Why This Matters for the Research Community
For anyone following peptide research, this situation highlights a fundamental problem. Retatrutide is genuinely promising - the Phase 3 data is compelling. But the gap between “promising research compound” and “available product” is exactly where people are getting hurt.
The supply chain for grey-market peptides runs through beauticians, gyms, and social media. There is no quality control, no sterility testing, no verification of what is in the vial. The patients hospitalised in Melbourne did not know what they were actually injecting.
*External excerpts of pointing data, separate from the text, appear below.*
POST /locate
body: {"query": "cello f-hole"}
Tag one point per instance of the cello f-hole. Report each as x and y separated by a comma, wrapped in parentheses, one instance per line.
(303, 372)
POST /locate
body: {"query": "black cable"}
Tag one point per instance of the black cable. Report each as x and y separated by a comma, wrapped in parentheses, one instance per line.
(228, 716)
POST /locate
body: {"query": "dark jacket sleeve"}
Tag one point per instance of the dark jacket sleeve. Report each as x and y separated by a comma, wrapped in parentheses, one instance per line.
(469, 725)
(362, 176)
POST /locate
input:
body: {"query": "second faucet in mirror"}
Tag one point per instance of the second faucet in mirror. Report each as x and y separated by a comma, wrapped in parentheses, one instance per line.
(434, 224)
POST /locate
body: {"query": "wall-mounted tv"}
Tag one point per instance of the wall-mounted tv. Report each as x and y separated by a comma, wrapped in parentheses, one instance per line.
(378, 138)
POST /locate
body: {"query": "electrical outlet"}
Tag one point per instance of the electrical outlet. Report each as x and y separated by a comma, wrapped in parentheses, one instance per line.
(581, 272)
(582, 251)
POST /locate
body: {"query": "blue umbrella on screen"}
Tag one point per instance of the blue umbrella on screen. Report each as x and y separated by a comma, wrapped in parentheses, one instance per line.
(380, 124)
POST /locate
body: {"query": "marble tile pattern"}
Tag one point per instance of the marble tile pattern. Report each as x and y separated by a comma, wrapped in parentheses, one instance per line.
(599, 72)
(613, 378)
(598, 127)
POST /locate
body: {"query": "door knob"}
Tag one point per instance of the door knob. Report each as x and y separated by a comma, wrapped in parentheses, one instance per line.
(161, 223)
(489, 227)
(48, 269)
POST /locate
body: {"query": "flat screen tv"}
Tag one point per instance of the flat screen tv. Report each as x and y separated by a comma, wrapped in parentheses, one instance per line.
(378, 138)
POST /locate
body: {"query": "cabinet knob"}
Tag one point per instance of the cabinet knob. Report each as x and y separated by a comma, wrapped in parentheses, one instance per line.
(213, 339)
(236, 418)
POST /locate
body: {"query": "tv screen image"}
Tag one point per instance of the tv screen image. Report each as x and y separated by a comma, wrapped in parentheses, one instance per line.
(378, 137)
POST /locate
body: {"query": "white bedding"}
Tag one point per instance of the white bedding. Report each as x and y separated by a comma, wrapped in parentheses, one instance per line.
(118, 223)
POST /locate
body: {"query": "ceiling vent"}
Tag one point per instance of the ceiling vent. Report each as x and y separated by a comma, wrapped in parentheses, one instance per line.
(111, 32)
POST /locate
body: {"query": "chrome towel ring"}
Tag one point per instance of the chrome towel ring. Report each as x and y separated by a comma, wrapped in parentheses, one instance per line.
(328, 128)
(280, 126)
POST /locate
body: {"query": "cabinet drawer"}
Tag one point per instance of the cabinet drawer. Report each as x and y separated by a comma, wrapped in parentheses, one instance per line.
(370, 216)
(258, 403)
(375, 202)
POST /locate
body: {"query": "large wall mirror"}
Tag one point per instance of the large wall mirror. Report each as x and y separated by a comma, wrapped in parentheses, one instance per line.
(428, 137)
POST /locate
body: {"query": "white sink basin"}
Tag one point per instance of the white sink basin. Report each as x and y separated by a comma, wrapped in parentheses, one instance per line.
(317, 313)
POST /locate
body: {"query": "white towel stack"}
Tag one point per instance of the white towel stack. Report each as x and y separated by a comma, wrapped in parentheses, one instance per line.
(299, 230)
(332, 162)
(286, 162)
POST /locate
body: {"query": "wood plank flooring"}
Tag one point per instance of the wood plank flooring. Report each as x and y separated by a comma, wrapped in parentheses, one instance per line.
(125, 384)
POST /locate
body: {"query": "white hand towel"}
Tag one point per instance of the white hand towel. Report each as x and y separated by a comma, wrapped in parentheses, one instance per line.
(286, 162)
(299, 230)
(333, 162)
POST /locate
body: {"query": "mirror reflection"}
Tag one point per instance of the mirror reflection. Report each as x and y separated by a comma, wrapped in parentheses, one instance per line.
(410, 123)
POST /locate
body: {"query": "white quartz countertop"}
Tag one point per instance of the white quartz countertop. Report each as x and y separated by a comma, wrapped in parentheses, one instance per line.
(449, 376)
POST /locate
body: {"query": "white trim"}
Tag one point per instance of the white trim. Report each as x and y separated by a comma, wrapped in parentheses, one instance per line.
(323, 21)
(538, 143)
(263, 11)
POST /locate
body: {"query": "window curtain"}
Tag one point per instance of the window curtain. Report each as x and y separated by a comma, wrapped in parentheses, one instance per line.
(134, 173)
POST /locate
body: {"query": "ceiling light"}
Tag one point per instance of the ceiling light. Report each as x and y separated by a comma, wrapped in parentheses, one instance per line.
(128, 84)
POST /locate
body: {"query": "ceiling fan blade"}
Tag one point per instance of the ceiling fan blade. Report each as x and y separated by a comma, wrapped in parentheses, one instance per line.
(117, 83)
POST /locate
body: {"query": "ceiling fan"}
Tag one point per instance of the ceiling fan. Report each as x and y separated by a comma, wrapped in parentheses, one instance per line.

If you are interested in the research around retatrutide, the safe path is to follow the clinical trial results as they are published. The compound will go through proper regulatory review. Until then, anything sold as retatrutide is an unregulated product with an unknown composition.
Sources
- Warning issued over counterfeit weight-loss drugs labelled as retatrutide - ABC News Stateline, 19 June 2026
- TGA cracks down on unregulated peptides - ABC News, 10 June 2026
- Victoria Chief Health Officer Health Alert - Victorian Department of Health, 20 June 2026
- Retatrutide Phase 3 data at ADA 2026 - New England Journal of Medicine / ADA 2026
Disclaimer: This article is for educational and informational purposes only. It does not constitute medical advice, therapeutic recommendations, or endorsements of any compound. Grey Highway is a research-education community. We do not sell, supply, or promote the use of research compounds. Always consult a qualified healthcare professional regarding health decisions. For Australian regulatory information, visit the TGA website.